- Interactive map of Fargo National Cemetery

Details
- Established: 2016
- Location: Harwood, North Dakota
- Country: United States
- Coordinates: 46°56′09″N 96°56′04″W﻿ / ﻿46.93583°N 96.93444°W
- Type: United States National Cemetery
- Size: 4.8 acres (1.9 ha)
- Website: www.cem.va.gov/cems/nchp/fargo.asp
- Find a Grave: Fargo National Cemetery

= Fargo National Cemetery =

Veterans cemetery in Cass County, North Dakota

Fargo National Cemetery is a 4.8 acre United States Department of Veterans Affairs (VA) national cemetery located in Raymond Township, Cass County, North Dakota (with the street address in Harwood, North Dakota). The cemetery serves as the burial needs of more than 30,000 veterans, their spouses, and eligible family members.

==History and location==
In June 2016, the VA purchased the property at 8709 40th Avenue N, County Road 20, Harwood, North Dakota, for $93,445 A contract to build the cemetery was awarded in July 2017.

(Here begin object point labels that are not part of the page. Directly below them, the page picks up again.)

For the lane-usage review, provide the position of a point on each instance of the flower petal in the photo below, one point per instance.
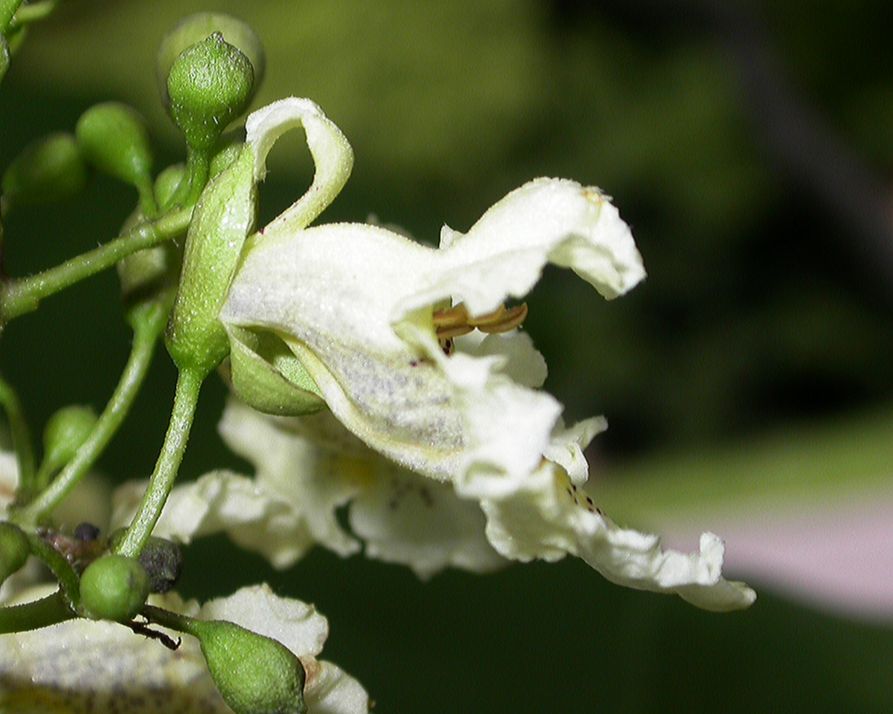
(550, 517)
(409, 519)
(67, 667)
(332, 156)
(545, 220)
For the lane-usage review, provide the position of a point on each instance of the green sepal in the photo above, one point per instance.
(254, 674)
(195, 28)
(222, 220)
(268, 377)
(47, 170)
(209, 85)
(113, 138)
(14, 549)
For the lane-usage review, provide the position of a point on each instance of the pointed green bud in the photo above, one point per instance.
(66, 430)
(113, 138)
(254, 674)
(195, 28)
(14, 549)
(268, 377)
(47, 170)
(223, 218)
(114, 587)
(209, 85)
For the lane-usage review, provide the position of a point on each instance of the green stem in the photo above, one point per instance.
(34, 12)
(24, 295)
(168, 619)
(198, 169)
(8, 9)
(162, 480)
(34, 615)
(148, 325)
(21, 435)
(58, 565)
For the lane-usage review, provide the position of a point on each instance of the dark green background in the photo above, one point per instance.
(760, 313)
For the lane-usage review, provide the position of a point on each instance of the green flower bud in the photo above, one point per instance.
(254, 674)
(48, 170)
(222, 220)
(66, 430)
(209, 85)
(114, 588)
(113, 138)
(14, 549)
(195, 28)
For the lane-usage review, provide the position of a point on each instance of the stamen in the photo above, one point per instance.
(454, 321)
(502, 320)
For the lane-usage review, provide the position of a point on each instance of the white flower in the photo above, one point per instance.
(365, 320)
(85, 665)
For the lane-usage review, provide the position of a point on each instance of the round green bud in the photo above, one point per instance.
(209, 85)
(14, 549)
(113, 138)
(114, 588)
(66, 430)
(47, 170)
(254, 674)
(195, 28)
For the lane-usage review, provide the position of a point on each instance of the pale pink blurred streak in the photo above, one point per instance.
(834, 556)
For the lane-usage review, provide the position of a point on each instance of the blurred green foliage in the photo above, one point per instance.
(754, 312)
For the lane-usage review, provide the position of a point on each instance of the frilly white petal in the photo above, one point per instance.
(293, 623)
(332, 156)
(409, 519)
(370, 345)
(551, 517)
(545, 220)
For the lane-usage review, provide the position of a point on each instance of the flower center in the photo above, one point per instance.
(454, 321)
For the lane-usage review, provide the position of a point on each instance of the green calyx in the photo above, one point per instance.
(46, 171)
(14, 549)
(254, 674)
(223, 218)
(113, 138)
(209, 85)
(114, 587)
(66, 430)
(268, 377)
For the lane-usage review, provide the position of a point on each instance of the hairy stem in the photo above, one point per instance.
(24, 295)
(162, 479)
(21, 435)
(7, 10)
(34, 615)
(148, 325)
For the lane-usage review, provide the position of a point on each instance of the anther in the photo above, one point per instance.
(454, 321)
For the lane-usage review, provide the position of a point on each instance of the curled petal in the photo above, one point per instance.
(332, 156)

This is the first national cemetery built in North Dakota and is part of the VA National Cemetery Administration's Rural Initiative, which aims to provide access to VA burial benefits for veterans residing in rural areas who have not previously had reasonable access to a national or state veterans' cemetery.

The cemetery was dedicated on September 7, 2019 and the first interment took place on October 15, 2019. The first phase of cemetery development offers more than 3,000 casket and cremation spaces to accommodate burials for the next 10 years. The cemetery provides burials for caskets, in-ground and columbarium burials for cremations, as well as a memorial wall for remains that were unrecoverable or unidentified, buried at sea, donated to science, or cremated.

Fargo National Cemetery is the second Rural Initiative cemetery in the nation and the first to be built by the VA's National Cemetery Administration.